"None, I will see about it at once."

They went down, and he greeted Richard, then went away slowly, still begging them to excuse him for the inattention to them. Soon after, a barefooted boy of twelve or fourteen or so went whistling down the road past the house, staring at them as he went by; an hour after, the same boy returned with their bags; these were taken up-stairs by a thin, severe-looking, very neatly-dressed woman, who quickly and with only a word or two showed them their rooms, and told them that, as soon as they were dressed, tea would be ready.

Mary dressed in her mother's room with a sense of that mother's spirit around her. She fortunately had brought a dress with her, so that she was able to make a slight change. Then slowly and with great reverence she went down the stairs, meeting Dick in the hall, to whom she whispered, "O Dick! how I love him; but I am afraid it will kill him; the purpose for which he has lived these twenty years is taken from him. Can we give him another?"

"It may be that you can," Dick replied, looking tenderly into her sweet face, all aglow with the bright soul-life which had been kindled so actively in the last hours. "If you can, Mary, try it; do not think of anything else; stay with him, do anything you think right and good for him; he deserves more from us than—" Dick hesitated, not willing to speak unkindly of Mr. Brandon, who certainly had been a father to Mary—"than any other."
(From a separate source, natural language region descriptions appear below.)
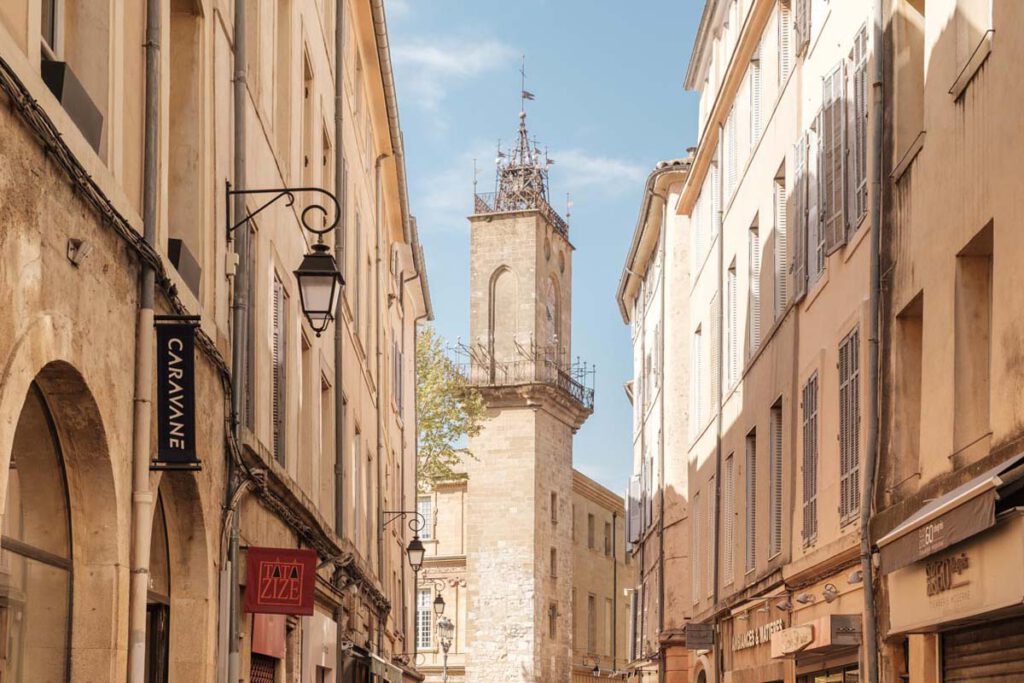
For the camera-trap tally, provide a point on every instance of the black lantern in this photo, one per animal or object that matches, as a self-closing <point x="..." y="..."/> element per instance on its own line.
<point x="320" y="286"/>
<point x="416" y="553"/>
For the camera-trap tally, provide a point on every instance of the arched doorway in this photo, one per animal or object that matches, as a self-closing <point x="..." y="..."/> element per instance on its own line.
<point x="35" y="553"/>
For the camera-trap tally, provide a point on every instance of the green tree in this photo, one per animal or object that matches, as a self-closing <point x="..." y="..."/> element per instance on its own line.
<point x="449" y="411"/>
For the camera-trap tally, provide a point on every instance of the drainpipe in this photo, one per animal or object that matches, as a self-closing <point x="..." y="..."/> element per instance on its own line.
<point x="240" y="328"/>
<point x="142" y="409"/>
<point x="341" y="236"/>
<point x="870" y="464"/>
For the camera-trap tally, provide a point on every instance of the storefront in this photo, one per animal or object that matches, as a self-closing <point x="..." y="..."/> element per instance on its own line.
<point x="953" y="572"/>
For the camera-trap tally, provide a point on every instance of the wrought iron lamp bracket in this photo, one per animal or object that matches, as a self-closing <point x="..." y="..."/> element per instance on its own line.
<point x="287" y="194"/>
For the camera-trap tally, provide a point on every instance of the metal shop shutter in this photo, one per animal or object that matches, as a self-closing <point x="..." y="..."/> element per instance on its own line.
<point x="990" y="652"/>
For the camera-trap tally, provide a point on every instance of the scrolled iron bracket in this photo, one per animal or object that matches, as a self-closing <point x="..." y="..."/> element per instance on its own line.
<point x="287" y="194"/>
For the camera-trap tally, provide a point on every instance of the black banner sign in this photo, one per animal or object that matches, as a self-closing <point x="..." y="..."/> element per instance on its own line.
<point x="175" y="395"/>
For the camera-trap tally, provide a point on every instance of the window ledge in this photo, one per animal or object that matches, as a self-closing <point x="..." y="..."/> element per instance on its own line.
<point x="908" y="157"/>
<point x="973" y="65"/>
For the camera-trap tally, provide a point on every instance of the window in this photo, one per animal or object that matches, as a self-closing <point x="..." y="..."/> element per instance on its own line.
<point x="775" y="480"/>
<point x="280" y="369"/>
<point x="810" y="409"/>
<point x="426" y="509"/>
<point x="849" y="429"/>
<point x="783" y="24"/>
<point x="36" y="551"/>
<point x="424" y="619"/>
<point x="781" y="298"/>
<point x="754" y="243"/>
<point x="755" y="91"/>
<point x="973" y="347"/>
<point x="832" y="159"/>
<point x="752" y="501"/>
<point x="591" y="624"/>
<point x="858" y="153"/>
<point x="732" y="343"/>
<point x="728" y="518"/>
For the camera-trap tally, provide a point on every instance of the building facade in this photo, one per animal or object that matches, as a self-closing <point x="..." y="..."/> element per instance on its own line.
<point x="948" y="526"/>
<point x="779" y="329"/>
<point x="656" y="268"/>
<point x="120" y="134"/>
<point x="507" y="548"/>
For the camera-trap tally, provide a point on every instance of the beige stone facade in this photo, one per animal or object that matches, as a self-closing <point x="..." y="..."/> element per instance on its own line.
<point x="950" y="379"/>
<point x="73" y="174"/>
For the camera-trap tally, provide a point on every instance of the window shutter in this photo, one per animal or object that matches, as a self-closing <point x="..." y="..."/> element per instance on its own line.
<point x="716" y="353"/>
<point x="279" y="359"/>
<point x="775" y="540"/>
<point x="783" y="40"/>
<point x="849" y="367"/>
<point x="781" y="249"/>
<point x="751" y="477"/>
<point x="728" y="519"/>
<point x="755" y="300"/>
<point x="810" y="460"/>
<point x="798" y="206"/>
<point x="834" y="140"/>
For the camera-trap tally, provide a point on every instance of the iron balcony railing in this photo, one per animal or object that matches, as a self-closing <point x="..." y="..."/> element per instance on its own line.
<point x="540" y="371"/>
<point x="489" y="203"/>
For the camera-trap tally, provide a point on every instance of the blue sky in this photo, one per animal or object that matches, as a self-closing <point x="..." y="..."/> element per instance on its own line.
<point x="607" y="76"/>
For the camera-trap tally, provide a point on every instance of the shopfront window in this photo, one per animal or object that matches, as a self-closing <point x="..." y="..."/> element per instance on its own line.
<point x="35" y="553"/>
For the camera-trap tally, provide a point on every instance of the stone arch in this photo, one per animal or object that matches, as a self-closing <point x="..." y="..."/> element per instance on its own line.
<point x="503" y="323"/>
<point x="43" y="355"/>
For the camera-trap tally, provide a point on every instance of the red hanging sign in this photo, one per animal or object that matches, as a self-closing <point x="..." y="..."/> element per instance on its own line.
<point x="281" y="581"/>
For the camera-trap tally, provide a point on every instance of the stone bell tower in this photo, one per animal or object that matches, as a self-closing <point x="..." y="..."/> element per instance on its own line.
<point x="518" y="500"/>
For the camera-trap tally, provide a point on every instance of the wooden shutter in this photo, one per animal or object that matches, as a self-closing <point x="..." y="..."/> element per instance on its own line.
<point x="781" y="249"/>
<point x="280" y="358"/>
<point x="834" y="148"/>
<point x="728" y="519"/>
<point x="751" y="477"/>
<point x="858" y="112"/>
<point x="716" y="353"/>
<point x="755" y="298"/>
<point x="798" y="207"/>
<point x="849" y="436"/>
<point x="810" y="460"/>
<point x="783" y="24"/>
<point x="775" y="475"/>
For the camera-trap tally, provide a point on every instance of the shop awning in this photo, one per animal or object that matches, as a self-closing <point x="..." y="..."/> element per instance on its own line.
<point x="950" y="518"/>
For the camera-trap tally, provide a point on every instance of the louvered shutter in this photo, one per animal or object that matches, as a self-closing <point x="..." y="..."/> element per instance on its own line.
<point x="858" y="110"/>
<point x="728" y="519"/>
<point x="775" y="540"/>
<point x="755" y="86"/>
<point x="716" y="352"/>
<point x="279" y="358"/>
<point x="834" y="139"/>
<point x="751" y="478"/>
<point x="798" y="206"/>
<point x="783" y="40"/>
<point x="810" y="459"/>
<point x="755" y="301"/>
<point x="781" y="249"/>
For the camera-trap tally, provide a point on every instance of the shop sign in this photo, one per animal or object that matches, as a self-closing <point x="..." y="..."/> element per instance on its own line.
<point x="175" y="393"/>
<point x="791" y="641"/>
<point x="281" y="581"/>
<point x="759" y="636"/>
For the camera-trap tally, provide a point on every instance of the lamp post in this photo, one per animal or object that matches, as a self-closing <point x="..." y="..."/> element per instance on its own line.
<point x="445" y="632"/>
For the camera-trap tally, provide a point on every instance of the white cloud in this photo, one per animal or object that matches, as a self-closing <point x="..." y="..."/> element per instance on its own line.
<point x="580" y="171"/>
<point x="430" y="69"/>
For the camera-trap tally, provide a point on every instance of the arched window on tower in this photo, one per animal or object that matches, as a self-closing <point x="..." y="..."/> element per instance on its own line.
<point x="35" y="553"/>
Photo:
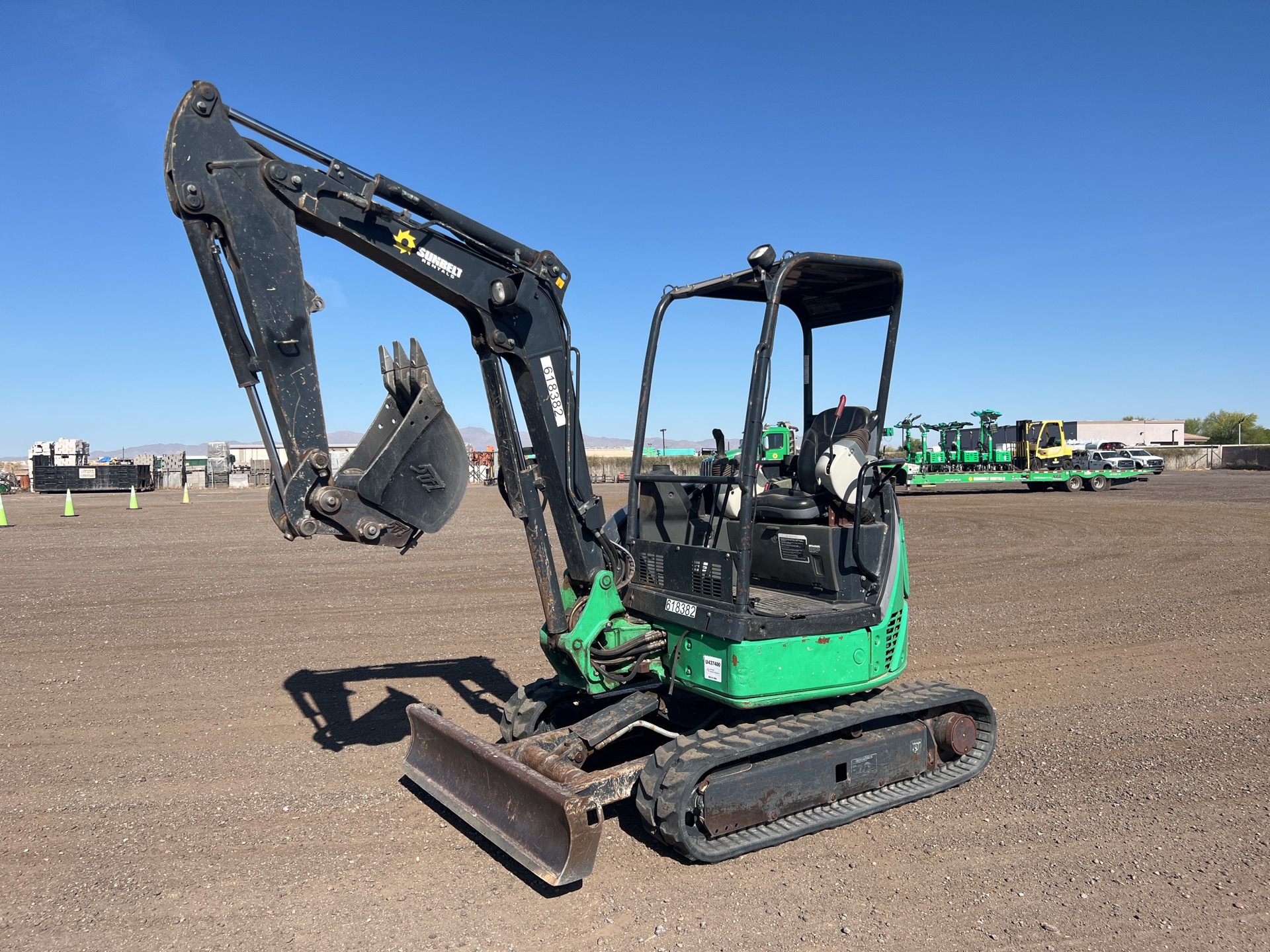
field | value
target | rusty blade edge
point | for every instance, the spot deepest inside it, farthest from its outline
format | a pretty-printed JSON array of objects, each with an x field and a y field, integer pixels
[{"x": 583, "y": 838}]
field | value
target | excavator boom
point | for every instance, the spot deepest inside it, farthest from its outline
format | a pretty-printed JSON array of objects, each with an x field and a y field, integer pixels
[{"x": 241, "y": 204}]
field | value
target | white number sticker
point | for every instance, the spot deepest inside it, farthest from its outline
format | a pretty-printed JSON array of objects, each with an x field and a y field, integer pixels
[
  {"x": 687, "y": 608},
  {"x": 554, "y": 391}
]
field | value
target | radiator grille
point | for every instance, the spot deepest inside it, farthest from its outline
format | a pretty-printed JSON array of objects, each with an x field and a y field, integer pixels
[
  {"x": 893, "y": 636},
  {"x": 706, "y": 579},
  {"x": 652, "y": 569}
]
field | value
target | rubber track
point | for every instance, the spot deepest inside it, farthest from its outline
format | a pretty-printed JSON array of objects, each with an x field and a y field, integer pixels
[{"x": 669, "y": 777}]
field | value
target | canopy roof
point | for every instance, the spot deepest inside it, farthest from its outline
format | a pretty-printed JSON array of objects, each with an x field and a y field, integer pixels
[{"x": 822, "y": 290}]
"I will try," Mary answered speaking quickly and in a low voice. "If it seems best that I should stay a little while, you will explain to papa? But perhaps, after all, it will be you who will be able to replace her best."

"We shall see," Dick said, and then Dr. Heremore was seen coming toward them, with less lightness in his step than they had noticed before; otherwise there was but little change, except that his voice was more mournfully tender than at first.

"It is a long time since I saw that place filled," he said, arranging a chair for Mary before the tea-urn. "And it is very sweet to me to see your bright young face before me; a long time since I have had so strong an arm to help me," he added, as Dick eagerly offered him some little assistance, "and I am very grateful for it."

There were no explanations that night; he talked to Dick and Mary as to very dear and honored guests, of everything likely to interest them, and was won by their eager attention to tell them many little things about his house and grounds, which were his evident pride and pleasure, all in the same subdued, courteous way that had attracted them from the first. There seemed, in the beginning, a far greater sympathy between Mary and him than he had with Dick, which was the reason, undoubtedly, why he devoted his attention more especially to his grandson, whose modest replies, given with a heightened color and an evident desire to please, were very winningly made.

"I have two noble grandchildren," he said to them as they stood up to say good-night. "My daughter, short as her life was, did not come into the world for a small purpose; she did not live for little good; she has sent me two to love and esteem, and to win some love from them, I trust—yes, I believe."